2. Mit Schreiben vom 8. November
2018 gewährte das Migrationsamt der Beschwerdeführerin Frist bis zum
23. November 2018, um Suchbemühungen aufgrund des Inländervorrangs
nachzuweisen sowie um eine Bestätigung der Anmeldung bei der Einwohnergemeinde
einzureichen.
3. Mit Verfügung vom 30. November
2018 wies das Migrationsamt das Gesuch unter Kostenfolge ab und führte aus, es
seien lediglich Rechnungen zu Stelleninseraten eingereicht worden, doch gehe
daraus nicht hervor, welche Stelle dabei ausgeschrieben worden sei. Auch sei
unklar, welche Anforderungen für die Stelle gelten würden und eine Ausschreibung
bei der RAV fehle. Die Arbeitgeberin habe damit kein echtes Bemühen
nachgewiesen, die Stelle mit inländischen Bewerbenden zu besetzen.

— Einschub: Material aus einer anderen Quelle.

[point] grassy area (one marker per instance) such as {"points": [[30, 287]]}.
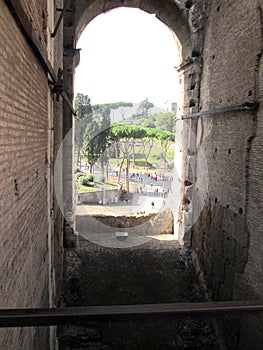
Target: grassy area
{"points": [[95, 185]]}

4. Mit Beschwerde vom 6. Dezember
2018 gelangte die A.___ AG an das Verwaltungsgericht und ersuchte sinngemäss um
Bewilligung des Arbeitsgesuchs. Zur Begründung wurde vorgebracht, man sei
dringend auf gut ausgebildetes Personal angewiesen. Erst letzte Woche habe man
einen Auftrag über CHF 1,5 Mio. von [...] verloren, weil man wegen
Personalmangel den Liefertermin nicht habe garantieren können. Man habe viele
Aufträge, einen modernen Maschinenpark, aber zu wenig ausgebildetes Personal.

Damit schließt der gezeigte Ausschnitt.